Sammy Dunn of Lake City asked the Commission not to spend $20,000 on a study to determine if a proposed convention center could generate enough revenue to be economically viable. Mr. Dunn didn't get a chance to say much more as County Commissioner Ronald Williams filibustered most of his time at the microphone.
The County recently spent $25,000 to have the same company build a model of a convention center. That project has not been completed and the model is nowhere to be seen.
In July of last year, County Manager Dale Williams told the Tourist Development Council that "the best management only provided 75 to 80% return on operating expenses" of the kind of facility the County had in mind.
Your reporter reminded the Commissioners that the County Manager also told the TDC that the only convention center in Florida that did not have to be subsidized was the one by Disney World in Orange County.

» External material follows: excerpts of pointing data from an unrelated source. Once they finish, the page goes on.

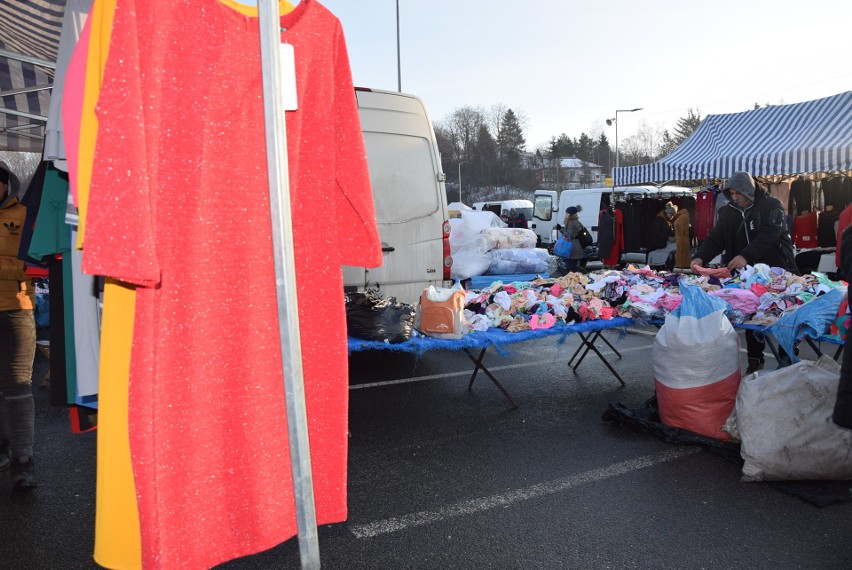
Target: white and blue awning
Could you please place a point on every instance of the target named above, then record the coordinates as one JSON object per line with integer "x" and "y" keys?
{"x": 801, "y": 138}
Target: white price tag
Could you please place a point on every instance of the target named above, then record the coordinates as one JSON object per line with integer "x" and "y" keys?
{"x": 288, "y": 77}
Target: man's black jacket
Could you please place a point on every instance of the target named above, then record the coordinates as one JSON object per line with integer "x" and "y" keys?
{"x": 758, "y": 233}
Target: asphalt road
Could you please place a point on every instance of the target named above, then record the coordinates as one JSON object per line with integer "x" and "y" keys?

The Commission voted unanimously to spend the $20,000, anyway.
$14,499 more: postcards and $2,500 for the consultant
Next up was the chairman of the Charter Review Commission, Koby Adams. He wanted the County to spend $14,499 on post cards telling the voters what the handful of charter amendments said. $2500 of that was to go straight into the pocket of the County's handpicked consultant, Kurt Spitzer.
Charter Review Commission Chair, Koby Adams, makes his case for $14,499 of postcards.
Your reporter, who is also a county property owner and tax payer, told the commissioners that there was enough media in the county to advise the residents of the content of the four proposed charter amendments, basically a little more than four sentences, and that they would be better off spending the money for more productive endeavors, like donating the money to the school district so that it could teach the children in the county's failing schools how to read.
After Commissioner Ronald Williams was told that the post card would do nothing more than tell the residents the language of the four amendments (the four sentences), the Commissioners voted to spend the $14,499 without any further discussion.
$86,000 more: 10 years interest free to CMS Professional Staffing
Next up the Commissioners considered giving an $86,000 ten year zero interest loan to CMS Professional Staffing "to assist in their expansion/relocation efforts." Commissioner Ronald Williams, in a letter to the Board as chairman of the Economic Development Advisory Board stated: "This loan shall be used by CMS to facilitate and expedite local expansion as they acquire and improve new facilities and grow their business here in Columbia County."
Economic Development Committee Attorney, Joel Forman (left), and Economic Development Director, Jessie Quillen, listen to Commissioner Ronald Williams explain the theory of economic development.
According to the letter, the loan would be secured by CMS's equipment, which it has yet to purchase.
It was not explained if or why CMS was turned down for a business loan by a bank or the SBA. No financial statements were in the possession of the Board for review and none were obtained.
The County Commission did not inquire if CMS could afford even a 2% simple interest rate on the County's $86,000. 2% would have cost CMS $1720 in the first year. A small price to pay for the County money.
There was no contract presented to the County Commission for approval and the Economic Development Committee's attorney, Joel Foreman, said one would be coming and that maybe the County would be a second mortgage holder on a note CMS was going to get for a mortgage. Second mortgage holders do not fare well whenever it comes to collection time. It is not clear how much Mr. Foreman made on this deal.
The lack of details did not have the Commissioners miss a beat and demonstrated that they could sit in with their counterparts in Washington when it comes to giving away or loaning the tax payer's money without due diligence.
After a brief explanation of the theory of economic development by long time County Commissioner Williams, the Board voted unanimously for the interest free $86,000 loan.